Buzzfeed's Ben Smith: Journalists Who Choose Profession Aren't 'Political Activists'

May 6th, 2017 10:42 AM

In a segment on media bias on his Wednesday evening Fox News show, there was an interesting juxtaposition between host Tucker Carlson's short opening flashback to a conversation with Reuters reporter and White House Correspondents Association President Jeff Mason at Reuters and the live conversation he had with Buzzfeed Editor Ben Smith. Smith incredibly insisted that "people don't get into the business of reporting ... because we are political activists."

The opening snip in Carlson's segment which follows flashed back to Monday, when he spoke with Mason in the wake of the awful White House Correspondents Dinner two days earlier.

In that full Monday segment, Carlson described the dinner as "basically an extended middle finger to the president, an expression of dislike for the president." Mason disagreed, and claimed that the dinner was about the First Amendment. When asked if he thinks "the people covering the White House are objective," Mason said "I do."

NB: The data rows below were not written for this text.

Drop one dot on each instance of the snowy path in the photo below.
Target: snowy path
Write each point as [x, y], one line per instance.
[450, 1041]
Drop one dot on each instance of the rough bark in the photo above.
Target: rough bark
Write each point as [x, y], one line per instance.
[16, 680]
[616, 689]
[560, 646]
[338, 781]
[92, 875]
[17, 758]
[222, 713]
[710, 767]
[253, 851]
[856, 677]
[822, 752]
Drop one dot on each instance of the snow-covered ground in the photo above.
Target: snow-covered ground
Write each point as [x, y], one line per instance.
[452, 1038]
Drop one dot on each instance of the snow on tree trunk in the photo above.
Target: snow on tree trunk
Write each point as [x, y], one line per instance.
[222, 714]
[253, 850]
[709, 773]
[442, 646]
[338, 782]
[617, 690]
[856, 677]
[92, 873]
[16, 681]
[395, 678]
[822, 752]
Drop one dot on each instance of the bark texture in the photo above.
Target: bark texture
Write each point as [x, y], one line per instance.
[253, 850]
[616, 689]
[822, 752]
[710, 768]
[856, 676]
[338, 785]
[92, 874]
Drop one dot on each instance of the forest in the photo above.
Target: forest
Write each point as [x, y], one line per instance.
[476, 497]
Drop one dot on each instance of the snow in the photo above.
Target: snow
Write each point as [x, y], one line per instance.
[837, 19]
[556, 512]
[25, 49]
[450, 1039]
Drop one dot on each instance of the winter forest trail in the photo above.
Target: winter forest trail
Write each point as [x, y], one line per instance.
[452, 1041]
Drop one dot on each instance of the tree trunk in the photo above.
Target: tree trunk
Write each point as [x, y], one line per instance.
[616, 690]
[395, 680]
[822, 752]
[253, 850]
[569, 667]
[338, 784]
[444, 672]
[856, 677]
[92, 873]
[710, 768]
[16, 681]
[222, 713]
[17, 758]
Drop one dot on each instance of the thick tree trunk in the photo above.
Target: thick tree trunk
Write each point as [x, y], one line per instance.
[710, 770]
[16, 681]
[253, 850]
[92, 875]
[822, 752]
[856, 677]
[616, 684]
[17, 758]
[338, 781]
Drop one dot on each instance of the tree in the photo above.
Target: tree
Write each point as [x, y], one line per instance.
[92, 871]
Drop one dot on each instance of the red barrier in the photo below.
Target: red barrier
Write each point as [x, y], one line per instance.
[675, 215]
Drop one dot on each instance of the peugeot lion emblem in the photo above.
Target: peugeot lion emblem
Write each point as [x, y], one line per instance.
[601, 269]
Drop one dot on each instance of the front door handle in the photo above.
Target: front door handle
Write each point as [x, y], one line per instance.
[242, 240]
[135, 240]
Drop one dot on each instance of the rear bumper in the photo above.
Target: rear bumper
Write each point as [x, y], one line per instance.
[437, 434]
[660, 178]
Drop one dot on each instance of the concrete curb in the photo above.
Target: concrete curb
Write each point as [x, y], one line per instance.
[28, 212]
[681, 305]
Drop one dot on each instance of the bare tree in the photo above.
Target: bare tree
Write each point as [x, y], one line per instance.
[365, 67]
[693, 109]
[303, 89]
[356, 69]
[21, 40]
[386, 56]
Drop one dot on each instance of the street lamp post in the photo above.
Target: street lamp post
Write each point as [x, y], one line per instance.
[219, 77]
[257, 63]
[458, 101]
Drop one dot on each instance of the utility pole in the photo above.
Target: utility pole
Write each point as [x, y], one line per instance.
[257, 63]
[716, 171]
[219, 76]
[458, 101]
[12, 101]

That led to this Carlson reality check:

Transcript (bolds are mine throughout this post):

TUCKER CARLSON: (There are) people (White House correspondents — Ed.) standing in the briefing room, who are telling us on camera, "I'm just here to report the facts." And then you read their Twitter feed, and it's "I hate Trump," and "It's a fascist takeover of the country."

I mean they are out in the open liberal. And I think —

JEFF MASON, REUTERS: Do you have any specific examples?

CARLSON: Oh, we've done like 15 shows on this.

Don't you just love Jeff Mason's feigned ignorance?

You're the president of the White House Correspondents Association, sir. You know what your members are saying, and you're not fooling anyone.

Smith was brought in as a guest in the wake of a former Buzzfeed employee's allegation that his support of Trump, once known, made continuing to work there intolerable as a result of others' attacking, shunning and ridiculing him. Of course, Smith denied that.

When the conversation turned to newsroom viewpoint diversity, Carlson challenged Smith with a hypothetical. After playing a little stall-ball, Smith made his outrageously and obviously false claim about why so many students go into journalism:

Transcript:

TUCKER CARLSON: If you said, "I’m going this afternoon to get my concealed carry permit. And then on Saturday, I am going to go protest at Planned Parenthood, because I think Jesus wants me to." Do you really think that people wouldn’t say, maybe (not) out loud but certainly to themselves, "This guy's a freak and I don’t want him here"?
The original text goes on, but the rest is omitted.